Judith Kentish, Sandra Selig & Catherine Brown in Drawling... with a connection to Tasmania

At the opening, some people wondered whether the pen drawing by Judith Kentish was actually a drawing or (somehow) a photograph or copy of a drawing - but its the actual drawing; she used pen on a long roll of drafting film. Here's a photograph of Jude working on it on chilly Maatsuyker Island. She's inside her unheated hut/studio on the island:

'from ideas of disturbance' 2010, work in progress



..the view...


and details of the work...



Judith travelled to isolated Maatsuyker Island off the southern coast of Tasmania last winter to spend two months alone. The work on paper you see in Drawling was made while she was there, and can be seen as a measure of her paced routine on Maatsuyker.  The cloth-like surface is generated by Judith’s time-consuming action of drawing the surface slowly over the paper, and the completed work is shown in Drawling on a  purpose built white table.

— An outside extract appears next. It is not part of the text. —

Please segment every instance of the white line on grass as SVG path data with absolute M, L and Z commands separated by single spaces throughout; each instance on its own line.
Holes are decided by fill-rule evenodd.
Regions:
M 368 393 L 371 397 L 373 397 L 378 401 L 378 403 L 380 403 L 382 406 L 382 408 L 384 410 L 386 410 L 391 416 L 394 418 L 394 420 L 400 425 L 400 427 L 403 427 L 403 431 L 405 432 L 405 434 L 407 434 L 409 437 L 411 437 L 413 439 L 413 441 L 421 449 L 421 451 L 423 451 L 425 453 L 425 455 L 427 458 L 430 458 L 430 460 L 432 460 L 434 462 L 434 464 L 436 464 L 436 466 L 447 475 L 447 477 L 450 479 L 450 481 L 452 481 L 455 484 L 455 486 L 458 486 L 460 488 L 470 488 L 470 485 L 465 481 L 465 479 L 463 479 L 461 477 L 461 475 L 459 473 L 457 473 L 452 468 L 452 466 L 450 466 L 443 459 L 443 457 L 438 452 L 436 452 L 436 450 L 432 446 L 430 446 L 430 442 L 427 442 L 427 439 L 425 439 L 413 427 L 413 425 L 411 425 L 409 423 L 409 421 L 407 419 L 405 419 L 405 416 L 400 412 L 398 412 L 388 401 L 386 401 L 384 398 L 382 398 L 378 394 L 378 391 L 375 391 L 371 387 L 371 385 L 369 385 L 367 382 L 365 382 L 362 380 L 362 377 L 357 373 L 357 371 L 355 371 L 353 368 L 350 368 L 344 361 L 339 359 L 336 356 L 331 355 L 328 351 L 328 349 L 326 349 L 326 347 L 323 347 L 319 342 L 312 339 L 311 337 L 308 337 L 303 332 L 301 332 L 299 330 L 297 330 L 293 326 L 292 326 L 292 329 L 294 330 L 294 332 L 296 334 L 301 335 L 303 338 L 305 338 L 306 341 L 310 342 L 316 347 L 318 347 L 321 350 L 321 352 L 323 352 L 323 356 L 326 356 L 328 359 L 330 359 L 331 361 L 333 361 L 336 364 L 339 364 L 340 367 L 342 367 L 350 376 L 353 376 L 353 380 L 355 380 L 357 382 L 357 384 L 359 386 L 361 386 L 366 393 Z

This work is one which embodies its own process.


This project has been assisted by the Australian Government through the Australia Council, its arts funding and advisory body.

 
http://www.australiacouncil.gov.au/__data/assets/image/0005/20768/ACO_Horiz_Lock-up_2_col_RGB.jpg



The collaborative video work Fairweather’s Dream by Sandra Selig & Catherine Brown with sound by 'Fractions' (Leighton Craig and Stuart Busby) began as colour ‘hand held’ video footage of sailboats in full sail off Hobart taken by Catherine and was projected through plastic and videoed again by Sandra to produce the ghostly images we see.  So the work is double ‘hand held’ as well as ‘double filmed’. The video images evoke the weightlessness of dreams, but it is the effect of the sound, from an album called Pumicestone Passage recorded at Golden Beach (Sunshine Coast) in 2005, that slows the work and sets our tempo as viewers.  

The title plays on the name of artist Ian Fairweather who found refuge for a while on Bribie Island and who when he was sixty made a raft out of discarded materials and set off on a lone voyage from Darwin to Timor. Presumed lost at sea, he managed to get to an Indonesian beach sixteen days later, barely alive.  

(Courtesy the artists and Milani gallery, Brisbane)








This is beautiful work!

Elsewhere on this blog there is a URL where you can download the sound work by 'Fractions'. Catherine is a Queensland artist who is living in Hobart at present.